Fig 5. PEG10 regulates the differentiation of TSCs.

(A) Western blots of TSCs differentiated in 20% oxygen for the times indicated. Peg10 mRNA expression was determined by quantitative RT-PCR. (B) Micrographs of wild-type (WT) and PEG10-deficient (KO) TSCs. Results are representative of 5 independent experiments. (C) Principal Component Analysis (PCA) of TSC RNA-seq datasets using log2 RPKM values.

Fig 6. Proteomic analysis of wild-type and PEG10-deficient TSCs.

(A and B) Volcano plots of total protein levels (A) or phosphorylation levels at unique phosphosites (B) in wild-type (WT) versus PEG10-deficient (KO) TSCs after 0 and 5 days of differentiation. Results are representative of 3 independent experiments. (C) Venn diagram indicates the total number of proteins identified and quantified by global proteome profiling (GPP) and phosphoproteome profiling (pSTY). (D) Fraction of proteins (GPP) or phosphosites on Ser/Thr/Try (pSTY) with levels changing more than 2-fold (p-value < = 0.05) in PEG10 KO TSCs compared to WT TSCs after 0 and 5 days of differentiation. (E) Western blots of WT and PEG10 KO TSCs after 0 and 9 days of differentiation. (F) Pathways highlighted by the Broad Institute gene set enrichment analysis of proteins with significantly changing phosphorylation levels in PEG10 KO TSCs compared to WT TSCs. (G) Diagram indicates the position of phosphosites in PEG10.

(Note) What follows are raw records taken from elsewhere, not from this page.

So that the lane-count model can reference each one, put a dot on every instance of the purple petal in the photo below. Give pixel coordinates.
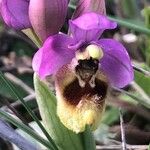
(47, 16)
(15, 13)
(90, 26)
(85, 6)
(116, 63)
(53, 55)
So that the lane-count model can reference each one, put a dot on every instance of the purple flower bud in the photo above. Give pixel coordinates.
(47, 16)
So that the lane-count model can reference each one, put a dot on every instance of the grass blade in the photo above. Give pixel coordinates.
(28, 109)
(129, 25)
(25, 129)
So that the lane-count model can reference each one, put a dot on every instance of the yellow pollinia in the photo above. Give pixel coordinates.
(76, 106)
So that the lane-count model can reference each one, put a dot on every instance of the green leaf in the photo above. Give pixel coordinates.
(88, 139)
(16, 94)
(25, 129)
(127, 24)
(64, 138)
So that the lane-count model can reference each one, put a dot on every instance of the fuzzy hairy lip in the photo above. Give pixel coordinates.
(74, 93)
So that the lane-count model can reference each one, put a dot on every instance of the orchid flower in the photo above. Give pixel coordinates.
(84, 66)
(46, 17)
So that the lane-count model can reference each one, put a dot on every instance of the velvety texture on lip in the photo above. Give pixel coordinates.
(60, 49)
(47, 16)
(15, 13)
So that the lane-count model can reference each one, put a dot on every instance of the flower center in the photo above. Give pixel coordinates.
(88, 64)
(91, 51)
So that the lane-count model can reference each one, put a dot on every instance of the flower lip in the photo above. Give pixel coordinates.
(100, 90)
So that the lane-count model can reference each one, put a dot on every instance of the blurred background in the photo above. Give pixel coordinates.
(133, 17)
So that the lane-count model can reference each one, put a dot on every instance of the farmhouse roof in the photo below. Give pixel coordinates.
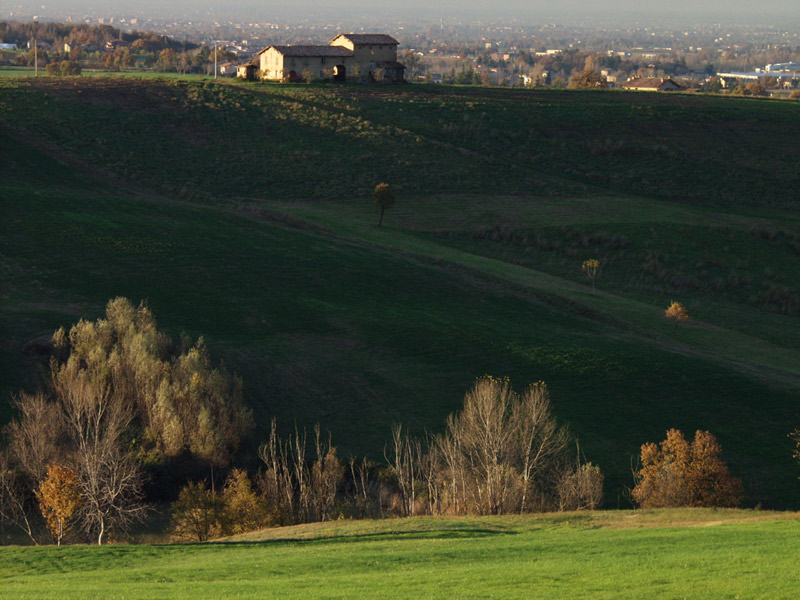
(367, 38)
(310, 50)
(649, 83)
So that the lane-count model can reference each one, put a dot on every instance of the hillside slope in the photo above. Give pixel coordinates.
(267, 247)
(653, 554)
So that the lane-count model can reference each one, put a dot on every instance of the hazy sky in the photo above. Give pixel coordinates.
(718, 10)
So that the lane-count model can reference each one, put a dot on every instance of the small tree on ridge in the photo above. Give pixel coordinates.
(384, 199)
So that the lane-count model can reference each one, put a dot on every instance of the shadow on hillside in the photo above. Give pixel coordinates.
(339, 538)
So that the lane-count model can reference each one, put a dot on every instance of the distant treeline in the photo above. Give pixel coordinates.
(95, 36)
(125, 402)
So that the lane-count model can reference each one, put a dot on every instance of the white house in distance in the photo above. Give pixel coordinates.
(348, 57)
(651, 84)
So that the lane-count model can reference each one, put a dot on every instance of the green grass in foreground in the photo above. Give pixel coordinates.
(696, 553)
(330, 319)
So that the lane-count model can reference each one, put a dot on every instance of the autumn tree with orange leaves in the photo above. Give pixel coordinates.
(677, 473)
(677, 313)
(59, 500)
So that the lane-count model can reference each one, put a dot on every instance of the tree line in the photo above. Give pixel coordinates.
(123, 398)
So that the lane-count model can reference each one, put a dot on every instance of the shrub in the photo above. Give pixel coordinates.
(59, 500)
(676, 473)
(198, 514)
(581, 488)
(244, 509)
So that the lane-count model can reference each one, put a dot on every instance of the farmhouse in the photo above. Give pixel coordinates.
(348, 57)
(652, 84)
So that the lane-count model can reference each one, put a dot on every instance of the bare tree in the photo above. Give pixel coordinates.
(14, 495)
(497, 452)
(540, 441)
(403, 457)
(97, 421)
(36, 438)
(294, 490)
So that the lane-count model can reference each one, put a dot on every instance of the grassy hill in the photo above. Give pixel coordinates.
(242, 213)
(623, 554)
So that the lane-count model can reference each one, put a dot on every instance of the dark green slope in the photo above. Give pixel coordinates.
(327, 324)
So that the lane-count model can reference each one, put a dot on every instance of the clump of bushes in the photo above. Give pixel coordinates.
(677, 473)
(63, 68)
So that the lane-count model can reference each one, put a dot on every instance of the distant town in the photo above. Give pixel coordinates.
(746, 59)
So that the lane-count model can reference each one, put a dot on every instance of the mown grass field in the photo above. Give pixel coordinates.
(621, 554)
(242, 213)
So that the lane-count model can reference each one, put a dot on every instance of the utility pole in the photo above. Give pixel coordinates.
(35, 51)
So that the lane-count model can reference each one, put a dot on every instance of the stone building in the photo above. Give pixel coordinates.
(348, 57)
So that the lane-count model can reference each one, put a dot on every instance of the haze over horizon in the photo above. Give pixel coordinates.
(685, 11)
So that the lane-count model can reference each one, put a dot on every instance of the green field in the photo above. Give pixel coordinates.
(619, 554)
(241, 212)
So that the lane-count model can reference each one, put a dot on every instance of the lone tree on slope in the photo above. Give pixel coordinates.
(676, 313)
(384, 198)
(592, 269)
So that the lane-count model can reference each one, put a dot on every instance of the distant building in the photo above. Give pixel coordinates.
(783, 68)
(248, 71)
(114, 44)
(789, 79)
(652, 84)
(227, 69)
(348, 57)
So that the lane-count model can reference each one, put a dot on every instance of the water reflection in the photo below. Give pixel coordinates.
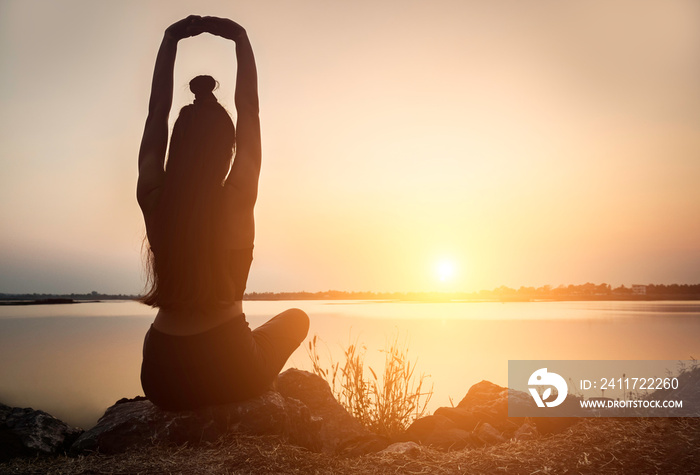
(76, 360)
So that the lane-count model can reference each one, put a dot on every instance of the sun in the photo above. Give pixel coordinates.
(445, 270)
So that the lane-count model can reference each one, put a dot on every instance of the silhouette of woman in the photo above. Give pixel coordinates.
(198, 210)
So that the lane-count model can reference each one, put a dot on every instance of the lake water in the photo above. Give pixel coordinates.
(74, 361)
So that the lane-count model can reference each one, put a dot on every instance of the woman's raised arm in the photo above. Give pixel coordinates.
(155, 135)
(246, 166)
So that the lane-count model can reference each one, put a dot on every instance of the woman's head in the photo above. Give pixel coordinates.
(187, 248)
(203, 137)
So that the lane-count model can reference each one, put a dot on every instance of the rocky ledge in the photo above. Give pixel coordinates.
(302, 411)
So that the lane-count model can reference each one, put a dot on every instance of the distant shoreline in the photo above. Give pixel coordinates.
(684, 298)
(547, 293)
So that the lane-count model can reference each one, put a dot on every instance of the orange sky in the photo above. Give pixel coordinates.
(520, 143)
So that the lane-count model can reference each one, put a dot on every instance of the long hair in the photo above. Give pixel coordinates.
(186, 255)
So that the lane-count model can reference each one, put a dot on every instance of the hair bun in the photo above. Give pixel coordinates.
(202, 87)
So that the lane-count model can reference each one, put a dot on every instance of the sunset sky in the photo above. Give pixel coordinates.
(407, 145)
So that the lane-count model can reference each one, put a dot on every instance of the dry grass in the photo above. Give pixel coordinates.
(610, 446)
(387, 406)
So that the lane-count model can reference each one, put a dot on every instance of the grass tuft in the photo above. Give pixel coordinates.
(386, 405)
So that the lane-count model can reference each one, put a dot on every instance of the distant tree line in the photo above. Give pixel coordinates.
(587, 291)
(94, 295)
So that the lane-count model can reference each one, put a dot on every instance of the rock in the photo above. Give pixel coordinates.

Fig 7. PEG10 binds to RNA.

(A) Venn diagram showing RNA transcripts bound to PEG10 after 0 and 5 days of differentiation under normoxic conditions. (B) Graph indicates the distribution of 5'-end eCLIP reads after immunoprecipitating PEG10 from wild-type (WT) and PEG10-deficient (KO) TSCs. Reads are normalized to sequencing depth. (C) Diagram indicates the percentage distribution of nucleotides in PEG10-bound and unbound 3' UTRs. (D) eCLIP-seq data from WT and PEG10 KO TSCs. Blue boxes at the top indicate the location of the genes. (E) Scatter plot comparing RNA-seq and eCLIP peak scores from WT and PEG10 KO TSCs. Genes are shaded red if they are up-regulated in WT TSCs by RNA-seq (log2 fold change >1 and p-value <0.05), grey if they are unchanged (log2 fold change <1 or >-1), and green if they are down-regulated in WT TSCs (log2 fold change <-1 and p-value <0.05). Results are representative of 2 independent experiments.